If estradiol is in the upper third of the normal range or SHBG increases then you need to be able to step on then. If estradiol in particular becomes high you need to be prescribed small amounts of arimidex and have follow-up bloods in order to dose correctly.
The form of TRT is also an issue. Either a gel or the ethanate injections with the aforementioned appropriate bloods and if need be medications might be the way to go.
This doesn’t equate to THE answer- but you never no- you can but try.
Let me know your thoughts and let me know what TRT and dosage you are considering…I might have already been there myself or know people who have and be able to give a pointer.
Hello to everybody,
It seems that most of the old yahoo support group have migrated to this new forum. I´m sort of new here but I see some of the old names. Well, my first message is to say that Dr. Marinaco is the third person I read who mentions the potential side effects of 5 alpha reductase blockers in the brain and how 5AR helps progesterone convert into another esential substance for the well being of the brain.

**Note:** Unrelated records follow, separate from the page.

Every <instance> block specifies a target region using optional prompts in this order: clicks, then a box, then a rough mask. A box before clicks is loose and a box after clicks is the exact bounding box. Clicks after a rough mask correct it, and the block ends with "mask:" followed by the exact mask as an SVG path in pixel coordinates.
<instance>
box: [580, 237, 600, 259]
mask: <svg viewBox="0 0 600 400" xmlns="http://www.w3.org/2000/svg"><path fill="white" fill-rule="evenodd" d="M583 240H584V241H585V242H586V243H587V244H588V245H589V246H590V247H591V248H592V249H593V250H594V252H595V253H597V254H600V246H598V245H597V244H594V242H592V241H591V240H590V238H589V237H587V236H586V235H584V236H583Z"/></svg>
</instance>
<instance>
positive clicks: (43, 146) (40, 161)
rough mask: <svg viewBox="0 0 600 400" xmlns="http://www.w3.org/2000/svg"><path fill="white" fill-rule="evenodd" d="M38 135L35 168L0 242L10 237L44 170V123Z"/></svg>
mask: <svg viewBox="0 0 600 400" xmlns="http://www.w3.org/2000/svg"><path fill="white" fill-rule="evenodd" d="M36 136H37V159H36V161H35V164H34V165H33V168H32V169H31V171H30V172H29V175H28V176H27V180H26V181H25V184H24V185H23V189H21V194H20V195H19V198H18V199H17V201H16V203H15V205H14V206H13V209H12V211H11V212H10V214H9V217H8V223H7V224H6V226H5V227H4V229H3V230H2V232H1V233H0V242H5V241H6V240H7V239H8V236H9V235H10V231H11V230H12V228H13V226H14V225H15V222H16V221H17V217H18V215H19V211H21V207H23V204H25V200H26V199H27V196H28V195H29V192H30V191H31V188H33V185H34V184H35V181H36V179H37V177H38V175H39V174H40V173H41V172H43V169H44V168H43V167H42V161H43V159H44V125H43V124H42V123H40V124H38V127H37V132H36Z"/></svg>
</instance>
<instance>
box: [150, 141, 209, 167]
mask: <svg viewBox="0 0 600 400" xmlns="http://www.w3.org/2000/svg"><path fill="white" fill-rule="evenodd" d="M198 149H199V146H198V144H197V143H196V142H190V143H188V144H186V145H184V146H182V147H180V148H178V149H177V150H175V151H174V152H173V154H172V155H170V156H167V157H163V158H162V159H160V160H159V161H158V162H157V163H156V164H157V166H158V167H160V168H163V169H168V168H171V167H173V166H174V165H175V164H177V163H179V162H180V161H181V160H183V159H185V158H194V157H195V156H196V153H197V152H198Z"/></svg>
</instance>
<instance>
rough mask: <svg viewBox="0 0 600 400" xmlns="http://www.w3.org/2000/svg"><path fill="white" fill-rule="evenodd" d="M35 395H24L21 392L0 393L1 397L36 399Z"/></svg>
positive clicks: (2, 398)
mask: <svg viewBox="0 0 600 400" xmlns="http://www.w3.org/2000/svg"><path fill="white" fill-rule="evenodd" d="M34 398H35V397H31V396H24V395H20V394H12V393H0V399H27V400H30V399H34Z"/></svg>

A couple of guys in the yahoo support group have achieved great results by rubbing natural progesterone cream in their scrotums and as of today it´s been 5 days that I have been doing the same.
Do any of you finds merit in this progesterone idea? I remember that Smithpulitzer (one of the guys who calims full recovery thanks to progesterone) also sent some medical study relating the blocking of 5AR enzymes and the progeterone and alloprogesterone deficiency…
Please share your thinking.
Any improvement?
JH
Nothing yet but it´s too early to say. I´ll consider it a waste of time and effort if i don´t see improvements in 2 or 3 months. As you well know, improvement for our condition comes freakingly slow.
Legend,
Just to let you know. Some people do better on T cream then they do on shots, and hormones are very hard to balance. For some people it takes years to find the proper balance of hormones.
I know you realize it’s not an easy task, but just to let you know, it takes a lot of trail and error to feel normal again on HRT.
Thanks for your response, but rubbing progesterone cream is NOT considered as HRT, or is it?